The lead article is a very interesting read, and provides a lot of insight into the operation and importance of discretion on the back-end of sentencing systems. Also terrific are this companion article, "On the job with probation officers Rebecca Wolf and Joe Sabella," which documents the day-to-day work of probation officers in Florida, and this overview of the laws impacting sex offenders in Florida. (Hat tip to Howard Bashman for a link.)
Circuits grabbing the sentencing headlines
In my January preview, I did not think to highlight that federal circuit courts would be continuing to issue Booker and other notable sentencing opinions. Ever since the plain error split became entrenched, second half of last year did not bring that many exciting sentencing opinions from the federal circuits. But, as detailed below, 2006 has already brought a lot of noteworthy circuit sentencing action:
CIRCUITS FILLING OUT REASONABLENESS REVIEW
- First Circuit rejects reduced crack/powder ratio
- Major Fourth Circuit Booker decision on consideration of state/federal disparity
- Sixth Circuit publishes (opaque) approval of downward departure
- A Booker double-header from the Seventh Circuit
- Seventh Circuit expounds still further on reasonableness review
- Eighth Circuit explains why within-guideline sentences are appealable
- Ninth Circuit expounds on reasonableness review
- Eleventh Circuit affirms significant below-guideline sentence
- Eleventh Circuit confirms within-guideline sentences are reviewable post-Booker
OTHER IMPORTANT CIRCUIT SENTENCING RULINGS
- Ninth Circuit says aloha to Hawaii's sentencing system
- Notable Ninth Circuit decision finding plea invalid
- Tenth Circuit affirms 55-year mandatory minimum sentence in Angelos
- Eleventh Circuit predicts the demise of Almendarez-Torres (though it lives on for now)

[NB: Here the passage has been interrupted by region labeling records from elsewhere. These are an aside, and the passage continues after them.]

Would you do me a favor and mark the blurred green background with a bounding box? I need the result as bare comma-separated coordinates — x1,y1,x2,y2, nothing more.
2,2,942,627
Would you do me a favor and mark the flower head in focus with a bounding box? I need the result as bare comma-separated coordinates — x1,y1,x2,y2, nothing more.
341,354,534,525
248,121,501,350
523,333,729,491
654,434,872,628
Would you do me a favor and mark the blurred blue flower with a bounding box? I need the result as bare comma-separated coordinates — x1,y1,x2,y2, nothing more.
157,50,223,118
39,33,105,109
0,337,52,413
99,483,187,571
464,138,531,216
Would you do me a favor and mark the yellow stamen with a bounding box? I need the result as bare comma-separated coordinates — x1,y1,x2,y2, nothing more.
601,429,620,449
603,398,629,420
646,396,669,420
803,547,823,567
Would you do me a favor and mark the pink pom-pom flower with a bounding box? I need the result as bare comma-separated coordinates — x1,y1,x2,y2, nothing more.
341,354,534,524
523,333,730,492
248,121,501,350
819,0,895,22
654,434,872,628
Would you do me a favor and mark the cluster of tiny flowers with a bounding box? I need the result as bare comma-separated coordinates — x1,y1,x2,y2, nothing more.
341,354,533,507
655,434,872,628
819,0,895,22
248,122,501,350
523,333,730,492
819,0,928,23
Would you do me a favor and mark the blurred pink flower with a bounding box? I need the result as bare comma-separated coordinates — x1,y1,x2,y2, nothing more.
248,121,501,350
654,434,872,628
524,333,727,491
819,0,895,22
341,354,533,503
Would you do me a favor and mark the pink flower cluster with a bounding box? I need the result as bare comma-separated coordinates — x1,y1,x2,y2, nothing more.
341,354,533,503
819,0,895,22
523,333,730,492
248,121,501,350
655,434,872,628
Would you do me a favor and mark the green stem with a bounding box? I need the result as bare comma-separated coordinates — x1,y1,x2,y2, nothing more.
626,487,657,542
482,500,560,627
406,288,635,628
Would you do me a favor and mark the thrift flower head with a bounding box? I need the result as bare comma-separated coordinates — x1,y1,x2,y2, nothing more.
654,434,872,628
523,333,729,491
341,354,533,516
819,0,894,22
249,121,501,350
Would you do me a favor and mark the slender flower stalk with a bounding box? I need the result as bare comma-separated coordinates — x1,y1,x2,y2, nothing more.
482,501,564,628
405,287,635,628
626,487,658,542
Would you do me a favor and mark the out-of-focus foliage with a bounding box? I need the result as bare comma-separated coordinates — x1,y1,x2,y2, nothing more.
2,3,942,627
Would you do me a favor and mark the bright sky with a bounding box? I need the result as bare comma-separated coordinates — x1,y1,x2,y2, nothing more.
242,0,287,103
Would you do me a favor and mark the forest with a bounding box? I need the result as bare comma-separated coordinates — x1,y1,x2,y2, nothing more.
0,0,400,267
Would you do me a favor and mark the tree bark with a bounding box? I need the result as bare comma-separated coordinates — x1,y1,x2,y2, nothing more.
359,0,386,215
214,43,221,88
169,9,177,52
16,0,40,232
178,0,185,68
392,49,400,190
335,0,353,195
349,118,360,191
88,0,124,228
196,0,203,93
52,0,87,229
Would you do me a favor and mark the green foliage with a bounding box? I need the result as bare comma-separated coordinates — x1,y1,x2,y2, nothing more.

Shouldn't Republican senators trust how Republican judges exercise sentencing discretion?
This graphic (which enlarges if you click on it), along with this New York Times article, highlights that Republican presidents have appointed more than 55% of sitting federal judges. The article is focused particularly on the idea that, with Judge Alito's likely confirmation, President Bush "appears on the verge of achieving what he had set as a primary goal of his presidency: a fundamental reshaping of the federal judiciary along more conservative lines."
Though the NYT article does not provide a complete breakdown of judges at all levels, it confirms my speculation that Republicans in Congress generally should be pleased by the make-up of the current federal judiciary that now wields new sentencing power in the wake of Booker. I first discussed the composition of the federal judicial in this post back in February. My main point then and now is that a distrust of judges often expressed by Republicans in Congress (such as Representatives James Sensenbrenner and Tom Feeney) seems especially curious given the make-up of the current federal judiciary: one would think that Republicans would generally trust the exercise of sentencing discretion by a judiciary comprised of judges appointed mostly by their own party.